In times of economic distress and change, how can professional services firms assist in maximising value while minimising disruptions?

Typically, the size or structure of a business will dictate how to minimise disruptions. In a large firm, there are greater resources, whereas in a smaller firm, there is greater scope to react quicker to change. The ability to modify an organisation’s business model as a consequence of a crisis is called antifragility.

The issues to consider include being flexible enough to enable change where necessary. As an example, smaller businesses tend to be able to address change promptly because they can make faster decisions, with potentially better results. Larger businesses have a larger bureaucracy but may have greater resources to enable experienced person to make prompt decisions. To make the best decision, it is important to have strong and decisive leaders.

Also, embracing technology is key in any business, large or small. During COVID-19, shifting quickly to online + digital services was vital to survival.

How can clients approach the risk of uncertainty and turn it into opportunity?

In general, risk and uncertainty are different concepts. On the one hand, risks are generally known unknowns,
whereas uncertainty deals with unknown unknowns. Being flexible and optimistic enables one to have the best mindset, which involves thinking “how can maximise this opportunity?”, rather than “how do I minimise this risk?”. In this respect:

Firstly, human resource management is critical, you should make sure the person who can create the most value is on the project/task.

Secondly, it is critical to make sure that your business is generally aligned with customer needs.

Thirdly, knowledge is always key and therefore overconfidence needs to be avoided.

Fourthly, it is wise to underestimate the value of any kind of knowledge gained from previous experience.

Fifth, having a proactive risk management strategy is also an effective way to know how a situation should be handled.

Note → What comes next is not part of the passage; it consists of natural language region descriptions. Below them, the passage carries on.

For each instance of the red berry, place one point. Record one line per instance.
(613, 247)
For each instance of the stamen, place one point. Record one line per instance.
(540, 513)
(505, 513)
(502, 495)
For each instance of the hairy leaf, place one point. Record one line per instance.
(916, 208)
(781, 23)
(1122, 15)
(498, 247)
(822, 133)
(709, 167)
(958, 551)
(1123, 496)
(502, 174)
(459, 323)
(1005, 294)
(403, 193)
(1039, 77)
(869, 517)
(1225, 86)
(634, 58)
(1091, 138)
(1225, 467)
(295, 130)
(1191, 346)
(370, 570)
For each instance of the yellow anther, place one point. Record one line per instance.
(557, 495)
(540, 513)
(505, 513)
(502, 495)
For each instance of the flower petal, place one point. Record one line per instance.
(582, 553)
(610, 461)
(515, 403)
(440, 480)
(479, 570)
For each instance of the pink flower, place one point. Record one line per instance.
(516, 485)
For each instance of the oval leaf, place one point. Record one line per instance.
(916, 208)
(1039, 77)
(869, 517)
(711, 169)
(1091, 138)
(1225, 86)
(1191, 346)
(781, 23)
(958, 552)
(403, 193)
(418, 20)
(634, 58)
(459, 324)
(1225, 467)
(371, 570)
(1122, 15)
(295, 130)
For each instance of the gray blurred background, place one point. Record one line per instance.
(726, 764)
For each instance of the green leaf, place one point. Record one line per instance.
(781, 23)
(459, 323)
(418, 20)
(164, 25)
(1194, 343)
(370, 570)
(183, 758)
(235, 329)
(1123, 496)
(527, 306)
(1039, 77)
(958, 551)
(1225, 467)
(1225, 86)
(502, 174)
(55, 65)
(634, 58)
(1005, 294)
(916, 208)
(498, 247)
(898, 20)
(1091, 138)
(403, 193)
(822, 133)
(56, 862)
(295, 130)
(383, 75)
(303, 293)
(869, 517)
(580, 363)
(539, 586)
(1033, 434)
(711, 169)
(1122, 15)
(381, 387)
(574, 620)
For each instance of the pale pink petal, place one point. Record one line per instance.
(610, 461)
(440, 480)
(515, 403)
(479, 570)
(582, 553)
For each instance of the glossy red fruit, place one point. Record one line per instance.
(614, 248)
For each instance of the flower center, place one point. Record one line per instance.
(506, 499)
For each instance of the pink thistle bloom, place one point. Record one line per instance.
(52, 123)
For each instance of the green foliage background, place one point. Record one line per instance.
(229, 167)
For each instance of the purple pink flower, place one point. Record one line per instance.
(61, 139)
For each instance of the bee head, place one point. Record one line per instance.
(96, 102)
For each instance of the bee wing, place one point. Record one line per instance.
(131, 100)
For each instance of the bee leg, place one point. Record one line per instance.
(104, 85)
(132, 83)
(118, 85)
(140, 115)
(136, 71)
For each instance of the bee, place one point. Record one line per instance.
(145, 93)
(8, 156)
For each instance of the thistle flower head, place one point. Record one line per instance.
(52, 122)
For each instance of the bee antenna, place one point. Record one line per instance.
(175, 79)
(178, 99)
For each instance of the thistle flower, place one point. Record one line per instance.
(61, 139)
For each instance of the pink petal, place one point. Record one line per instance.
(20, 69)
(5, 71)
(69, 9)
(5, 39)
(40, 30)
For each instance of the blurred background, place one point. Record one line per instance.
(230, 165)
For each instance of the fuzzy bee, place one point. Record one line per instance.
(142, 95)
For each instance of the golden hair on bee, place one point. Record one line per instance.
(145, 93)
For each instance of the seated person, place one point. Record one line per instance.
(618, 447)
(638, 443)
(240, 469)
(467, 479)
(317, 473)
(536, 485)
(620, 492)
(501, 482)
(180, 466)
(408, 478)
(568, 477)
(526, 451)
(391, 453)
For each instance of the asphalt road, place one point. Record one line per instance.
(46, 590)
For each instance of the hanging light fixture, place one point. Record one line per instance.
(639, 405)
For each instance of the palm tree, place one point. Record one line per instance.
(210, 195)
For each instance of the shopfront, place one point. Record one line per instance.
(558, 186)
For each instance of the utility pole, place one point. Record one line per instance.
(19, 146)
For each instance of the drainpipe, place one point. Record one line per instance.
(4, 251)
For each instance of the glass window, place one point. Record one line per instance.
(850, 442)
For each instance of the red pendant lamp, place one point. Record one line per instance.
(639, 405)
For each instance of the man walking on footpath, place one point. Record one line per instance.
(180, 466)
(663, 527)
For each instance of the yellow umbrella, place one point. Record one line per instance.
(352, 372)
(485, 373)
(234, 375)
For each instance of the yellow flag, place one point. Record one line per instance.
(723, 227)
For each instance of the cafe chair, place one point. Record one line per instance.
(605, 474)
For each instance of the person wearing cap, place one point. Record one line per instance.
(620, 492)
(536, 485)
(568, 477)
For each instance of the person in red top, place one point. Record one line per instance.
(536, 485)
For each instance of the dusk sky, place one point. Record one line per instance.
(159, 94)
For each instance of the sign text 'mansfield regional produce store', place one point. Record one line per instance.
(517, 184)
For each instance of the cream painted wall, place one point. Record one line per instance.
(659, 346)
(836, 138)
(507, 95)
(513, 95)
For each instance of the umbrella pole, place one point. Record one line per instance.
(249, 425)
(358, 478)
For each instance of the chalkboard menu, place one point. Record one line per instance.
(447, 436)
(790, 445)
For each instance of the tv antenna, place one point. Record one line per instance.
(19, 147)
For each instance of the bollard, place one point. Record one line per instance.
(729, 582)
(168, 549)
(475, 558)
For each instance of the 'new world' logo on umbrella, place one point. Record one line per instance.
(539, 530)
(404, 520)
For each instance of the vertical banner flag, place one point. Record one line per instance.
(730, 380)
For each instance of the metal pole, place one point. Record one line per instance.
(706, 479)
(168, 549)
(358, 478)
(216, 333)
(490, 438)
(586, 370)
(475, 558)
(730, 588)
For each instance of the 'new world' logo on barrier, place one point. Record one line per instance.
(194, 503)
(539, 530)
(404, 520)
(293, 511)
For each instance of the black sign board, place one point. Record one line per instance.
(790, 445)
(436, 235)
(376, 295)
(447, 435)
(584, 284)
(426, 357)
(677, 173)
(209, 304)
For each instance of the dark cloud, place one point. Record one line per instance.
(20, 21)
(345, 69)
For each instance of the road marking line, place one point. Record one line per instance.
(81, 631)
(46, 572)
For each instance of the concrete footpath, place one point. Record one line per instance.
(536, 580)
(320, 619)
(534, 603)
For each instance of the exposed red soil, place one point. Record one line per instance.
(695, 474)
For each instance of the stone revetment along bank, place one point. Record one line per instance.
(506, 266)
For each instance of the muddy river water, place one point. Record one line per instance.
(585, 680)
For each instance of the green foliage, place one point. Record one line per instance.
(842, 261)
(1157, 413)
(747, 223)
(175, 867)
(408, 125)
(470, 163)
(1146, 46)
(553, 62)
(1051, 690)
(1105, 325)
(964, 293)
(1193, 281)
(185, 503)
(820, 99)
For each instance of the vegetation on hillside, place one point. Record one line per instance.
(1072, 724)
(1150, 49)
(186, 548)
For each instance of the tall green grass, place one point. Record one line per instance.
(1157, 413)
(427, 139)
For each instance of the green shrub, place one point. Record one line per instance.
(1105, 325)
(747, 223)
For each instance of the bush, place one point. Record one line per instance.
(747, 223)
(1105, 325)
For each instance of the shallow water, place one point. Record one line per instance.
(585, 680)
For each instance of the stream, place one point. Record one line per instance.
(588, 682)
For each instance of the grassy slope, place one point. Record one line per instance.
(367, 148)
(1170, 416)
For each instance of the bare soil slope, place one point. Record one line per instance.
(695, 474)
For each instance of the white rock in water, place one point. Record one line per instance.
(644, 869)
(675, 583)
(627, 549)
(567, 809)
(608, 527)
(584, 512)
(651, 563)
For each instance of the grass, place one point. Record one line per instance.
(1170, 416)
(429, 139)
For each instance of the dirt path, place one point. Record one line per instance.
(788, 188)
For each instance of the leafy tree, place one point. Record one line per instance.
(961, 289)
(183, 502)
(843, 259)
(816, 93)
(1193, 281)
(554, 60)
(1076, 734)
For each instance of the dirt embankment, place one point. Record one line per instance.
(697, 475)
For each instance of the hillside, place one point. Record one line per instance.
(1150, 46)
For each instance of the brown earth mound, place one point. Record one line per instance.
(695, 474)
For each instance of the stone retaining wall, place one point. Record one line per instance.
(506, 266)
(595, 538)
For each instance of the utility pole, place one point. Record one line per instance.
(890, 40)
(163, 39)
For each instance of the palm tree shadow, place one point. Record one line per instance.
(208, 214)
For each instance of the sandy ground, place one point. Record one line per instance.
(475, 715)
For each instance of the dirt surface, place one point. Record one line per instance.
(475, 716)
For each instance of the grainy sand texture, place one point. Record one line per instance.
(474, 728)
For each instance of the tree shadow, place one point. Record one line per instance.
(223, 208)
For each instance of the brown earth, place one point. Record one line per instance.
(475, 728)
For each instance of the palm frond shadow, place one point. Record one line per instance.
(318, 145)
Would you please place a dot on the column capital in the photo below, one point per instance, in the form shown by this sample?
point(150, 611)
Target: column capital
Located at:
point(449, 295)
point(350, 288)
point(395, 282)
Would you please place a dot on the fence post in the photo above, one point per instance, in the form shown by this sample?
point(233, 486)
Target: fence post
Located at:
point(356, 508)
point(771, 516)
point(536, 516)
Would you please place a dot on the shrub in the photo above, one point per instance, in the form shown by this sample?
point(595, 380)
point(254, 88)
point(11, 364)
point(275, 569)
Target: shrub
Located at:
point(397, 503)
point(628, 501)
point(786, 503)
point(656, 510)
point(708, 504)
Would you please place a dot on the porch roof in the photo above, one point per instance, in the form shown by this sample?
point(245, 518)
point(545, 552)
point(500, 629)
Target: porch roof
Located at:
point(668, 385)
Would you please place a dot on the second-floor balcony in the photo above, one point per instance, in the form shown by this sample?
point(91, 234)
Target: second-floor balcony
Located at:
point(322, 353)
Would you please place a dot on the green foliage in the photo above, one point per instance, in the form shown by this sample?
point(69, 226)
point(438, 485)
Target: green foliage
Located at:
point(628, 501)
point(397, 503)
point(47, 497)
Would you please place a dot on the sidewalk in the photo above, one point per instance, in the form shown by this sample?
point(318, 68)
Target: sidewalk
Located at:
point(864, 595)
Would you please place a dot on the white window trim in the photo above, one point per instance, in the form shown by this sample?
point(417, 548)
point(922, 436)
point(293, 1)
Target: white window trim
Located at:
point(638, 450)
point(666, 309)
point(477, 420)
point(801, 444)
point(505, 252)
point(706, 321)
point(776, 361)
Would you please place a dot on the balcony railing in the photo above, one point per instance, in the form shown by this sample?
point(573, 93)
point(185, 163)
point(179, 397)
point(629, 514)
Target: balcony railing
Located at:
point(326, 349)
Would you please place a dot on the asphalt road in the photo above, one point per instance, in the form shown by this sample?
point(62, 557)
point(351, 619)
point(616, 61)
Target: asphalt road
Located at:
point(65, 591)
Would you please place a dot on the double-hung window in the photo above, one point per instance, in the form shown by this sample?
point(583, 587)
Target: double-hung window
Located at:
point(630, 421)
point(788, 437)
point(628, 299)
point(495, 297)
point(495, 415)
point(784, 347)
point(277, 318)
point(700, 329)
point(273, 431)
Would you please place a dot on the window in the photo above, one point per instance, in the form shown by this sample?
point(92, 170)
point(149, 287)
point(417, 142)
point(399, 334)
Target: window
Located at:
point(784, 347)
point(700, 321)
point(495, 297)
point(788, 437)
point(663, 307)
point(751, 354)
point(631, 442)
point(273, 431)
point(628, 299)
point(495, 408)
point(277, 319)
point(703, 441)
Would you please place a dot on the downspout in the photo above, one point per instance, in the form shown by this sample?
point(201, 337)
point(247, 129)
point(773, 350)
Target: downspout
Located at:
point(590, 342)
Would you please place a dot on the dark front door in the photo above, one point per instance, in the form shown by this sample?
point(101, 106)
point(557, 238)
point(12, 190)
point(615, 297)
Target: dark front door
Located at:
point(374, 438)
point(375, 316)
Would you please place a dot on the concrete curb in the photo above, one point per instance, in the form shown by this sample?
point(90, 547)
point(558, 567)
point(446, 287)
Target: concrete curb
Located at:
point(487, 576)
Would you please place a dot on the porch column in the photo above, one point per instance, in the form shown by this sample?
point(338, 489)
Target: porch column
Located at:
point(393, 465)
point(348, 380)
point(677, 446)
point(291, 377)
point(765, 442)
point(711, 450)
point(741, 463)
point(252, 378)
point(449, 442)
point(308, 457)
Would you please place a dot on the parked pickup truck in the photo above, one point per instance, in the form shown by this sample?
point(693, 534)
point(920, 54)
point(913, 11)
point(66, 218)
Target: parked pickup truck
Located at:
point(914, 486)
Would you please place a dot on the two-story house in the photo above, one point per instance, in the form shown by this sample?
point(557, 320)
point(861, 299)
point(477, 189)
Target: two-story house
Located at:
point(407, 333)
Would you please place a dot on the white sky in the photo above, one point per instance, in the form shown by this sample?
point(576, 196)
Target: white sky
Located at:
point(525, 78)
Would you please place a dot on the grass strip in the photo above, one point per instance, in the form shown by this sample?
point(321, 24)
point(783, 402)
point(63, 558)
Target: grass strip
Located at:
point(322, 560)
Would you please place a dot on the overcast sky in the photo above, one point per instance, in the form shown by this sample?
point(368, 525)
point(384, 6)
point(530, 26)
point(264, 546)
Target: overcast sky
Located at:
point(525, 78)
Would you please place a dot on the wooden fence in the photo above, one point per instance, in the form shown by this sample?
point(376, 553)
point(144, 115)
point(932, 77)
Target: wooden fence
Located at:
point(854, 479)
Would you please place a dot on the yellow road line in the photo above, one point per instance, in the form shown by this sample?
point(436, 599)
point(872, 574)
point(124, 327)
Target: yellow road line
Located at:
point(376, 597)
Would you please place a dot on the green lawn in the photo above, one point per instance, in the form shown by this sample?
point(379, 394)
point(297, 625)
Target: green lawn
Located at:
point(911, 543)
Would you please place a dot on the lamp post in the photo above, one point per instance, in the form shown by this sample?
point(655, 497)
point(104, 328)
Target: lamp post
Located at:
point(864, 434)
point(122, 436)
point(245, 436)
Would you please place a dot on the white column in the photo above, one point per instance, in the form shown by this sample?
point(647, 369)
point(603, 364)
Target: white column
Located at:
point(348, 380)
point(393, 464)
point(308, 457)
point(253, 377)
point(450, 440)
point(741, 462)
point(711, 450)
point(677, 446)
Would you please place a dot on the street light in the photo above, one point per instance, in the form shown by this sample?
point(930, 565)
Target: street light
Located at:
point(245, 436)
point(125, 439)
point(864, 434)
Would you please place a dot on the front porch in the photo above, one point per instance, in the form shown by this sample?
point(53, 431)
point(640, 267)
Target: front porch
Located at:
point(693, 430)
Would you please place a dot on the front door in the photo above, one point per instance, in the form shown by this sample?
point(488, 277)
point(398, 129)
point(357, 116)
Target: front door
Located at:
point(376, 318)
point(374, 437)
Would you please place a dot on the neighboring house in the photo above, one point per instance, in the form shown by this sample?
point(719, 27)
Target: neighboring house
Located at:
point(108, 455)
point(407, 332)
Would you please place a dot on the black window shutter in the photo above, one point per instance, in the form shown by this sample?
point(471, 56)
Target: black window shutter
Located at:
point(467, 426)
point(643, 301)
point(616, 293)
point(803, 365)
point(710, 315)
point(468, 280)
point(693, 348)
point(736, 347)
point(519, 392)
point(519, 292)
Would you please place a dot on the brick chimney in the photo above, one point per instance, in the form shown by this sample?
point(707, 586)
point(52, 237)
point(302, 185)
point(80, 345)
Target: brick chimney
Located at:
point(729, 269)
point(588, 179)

The real issue is failing to embrace uncertainty and subsequently failing to innovate, which can lead to failure. History is littered with examples of businesses failing to take risks and thereby missing out on opportunities – for example, Kodak missed the opportunity to invest in Instagram when available, while Yahoo passed up the opportunity to buy Google for $1 million in 2002.

Key Takeaways

  1. Developing a comprehensive risk management strategy helps businesses navigate uncertainties by minimising risks, adapting to economic changes, and leveraging tools like AI. Effective strategies include assessing regulatory impacts, adopting flexible structures, and employing techniques like stabilising operations or diversifying portfolios.
  2. Flexibility, decisive leadership, and embracing technology are vital for mitigating disruptions, especially during crises. Smaller firms can quickly adapt due to agility, while larger firms benefit from extensive resources. Antifragility—modifying business models during crises—ensures resilience and growth.
  3. Viewing uncertainty as an opportunity fosters innovation and growth. Aligning with customer needs, leveraging human resources effectively, and learning from past experiences can uncover new opportunities. Failure to embrace uncertainty risks missed innovations, as seen in Kodak and Yahoo’s missed investments.